I can see this being used to accelerate computation-heavy subelements of a regular Flash app though. I wonder how much of this is being driven by a desire to run a Photoshop subset inside Flash?

Re:what?

[dgatwood]

I'd use C for everything if its string handling weren't so utterly broken. It makes sense from a pure performance, near-the-hardware perspective to handle strings the way it does, but what is desperately needed is POSIX standardization of stracat/stracpy.

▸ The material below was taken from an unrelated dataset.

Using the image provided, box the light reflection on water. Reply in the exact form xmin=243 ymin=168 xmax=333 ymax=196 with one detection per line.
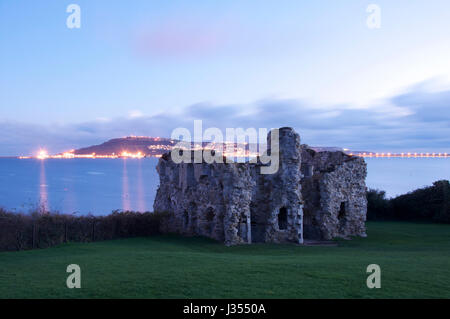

That one change would make it trivial to eliminate 99% of all buffer overflows in typical apps (and, ideally, kernel code)....

char *stracpy(char *src) Returns a copy of a string in a newly allocated buffer large enough to hold the result. char *stracat(char *string1, char *string2 ...) Returns a newly allocated string that contains the concatenation of two or more strings.

Sure, I could write my own, and pretty much everybody on the planet has done it at least once in their lives, but it seems ridiculous that such obvious operations require hand holding. Outside of embedded platforms where malloc is expensive, dynamically allocating a new buffer for concatenations should be the norm. For situations where performance takes a big hit because you can't afford to copy the source string every time, you could also add this API:

strbuf_t strbufalloc(char *src [, size_t size_hint]) Returns a copy of a string in a newly allocated buffer large enough to hold the result. The optional second parameter size_hint allows you to specify a suggested size for the buffer. strbuf *strbufcat(strbuf_t string1, strbuf_t string2 ...) Returns a newly allocated string that contains the concatenation of two or more strings. The value of string1 must be a string buffer (strbuf_t). The value of string2 may be either a strbuf_t or char **.

Wherein strbuf is opaquely defined as:

struct strbuf_private {
char *content; // null-terminated string
size_t length;
void *private_history_data;
};

struct strbuf;
typedef struct strbuf *strbuf_t;

and the routines automatically realloc the internal char * buffer as needed to grow the size to hold incoming content and likely future content based on historical data about prior operations on the structure, the algorithm for which would be an implementation detail outside the scope of the standard. That said, for the rare cases where a simple copy hurts performance badly enough for most folks to care, chances are your application knows its own growth policy better than the OS could guess anyway, so you probably should just roll your own buffer management code. The important bits to add to the standard are those first two functions (stracpy and stracat).

Easier way...

chrome://browser/content/browser.xul

Firefox inside Firefox inside Firefox...